The Waterford group SHARE (Save the Family Home and Restore Esteem) which supports those in mortgage arrears, says the stress of court proceedings is having a major impact on people’s mental and physical health.
Almost 30 home repossession cases appeared before the Court in Waterford this week (Monday 12/2/18.)
The latest figures from the Central Bank which date back to September 2017, showed that the number of Irish people in mortgage arrears continued to decline.

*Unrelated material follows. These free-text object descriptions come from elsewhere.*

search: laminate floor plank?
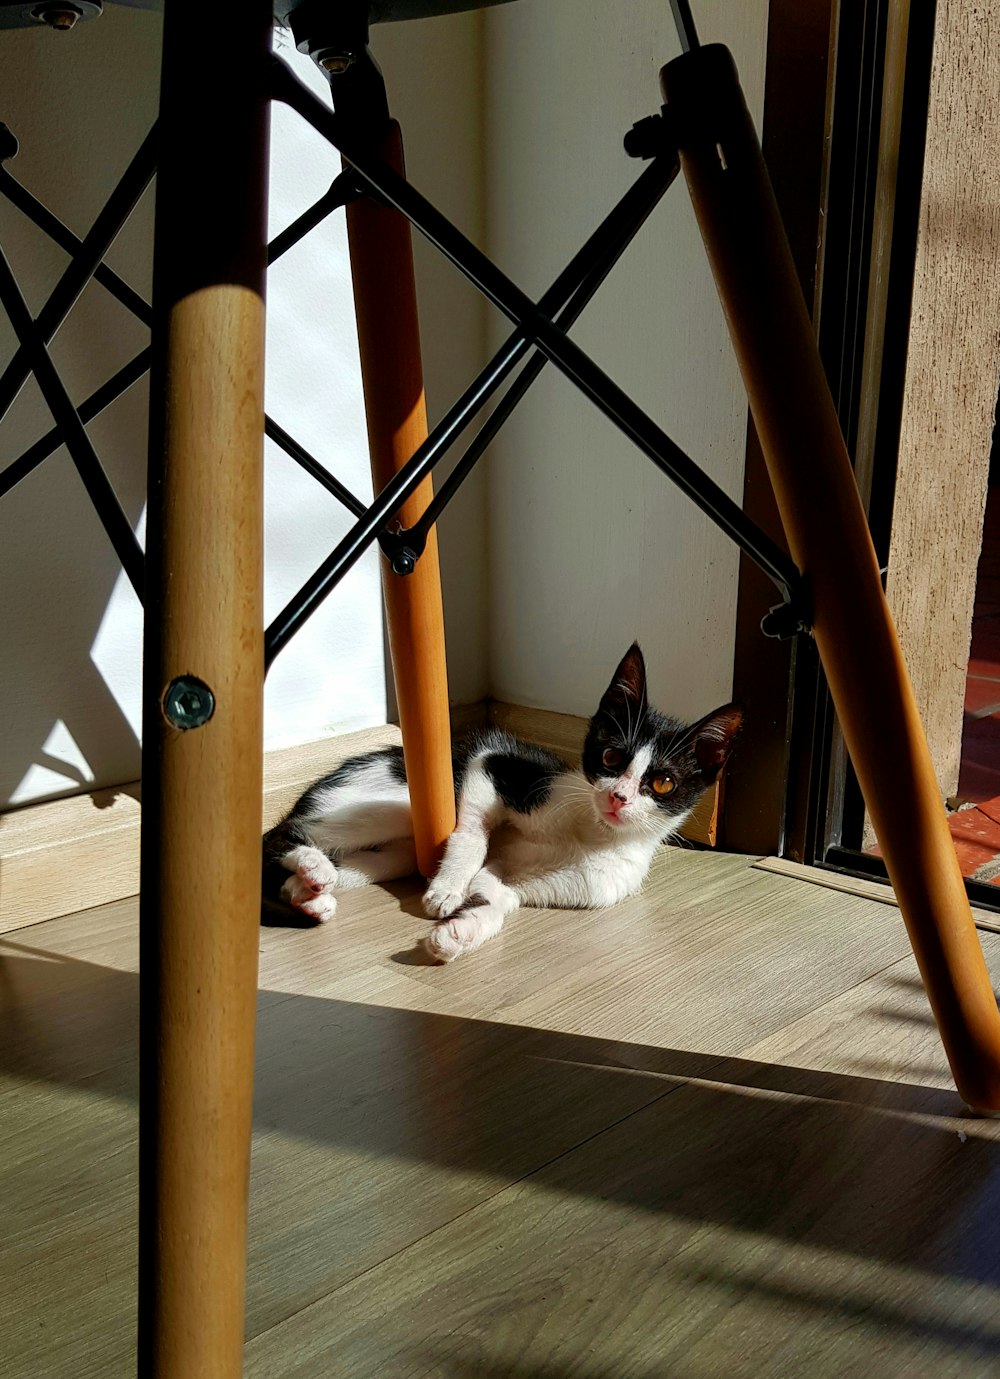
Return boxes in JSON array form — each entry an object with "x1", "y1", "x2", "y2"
[
  {"x1": 245, "y1": 943, "x2": 1000, "y2": 1379},
  {"x1": 0, "y1": 848, "x2": 974, "y2": 1378}
]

However, there were still over 72 thousand households behind on payments for their family home, and a further 13 thousand buy-to-let holders in arrears.
Vivienne is one of those behind the group SHARE, which provides support and information for those going through court proceedings.
“We are aware of a number of cases of suicide,” she says, “we see people who are ashamed, people who’ve had to have stents due to the pressure, people who have cancer and are attending court. We’ve seen mental health issues because of this.”
Vivienne says that there is a parallel between the issue of home repossession and the campaign for 24/7 cardiac care at University Hospital Waterford.
“The attitude of ‘if it doesn’t affect me, I’m going to do nothing about it’ has to stop. We all know someone who is dealing with this. The shame has to stop.”
It’s a sentiment echoed by SHARE member Seán.
“People are not criminals for not being able to pay their mortgage,” he says, “these are civil cases that are contracts you take on with the bank. If the contract has been broken by either side, there has to be a solution to it.”
“People are going into court with this fear that they’ve committed a crime, but they haven’t, they’re just trying to survive.”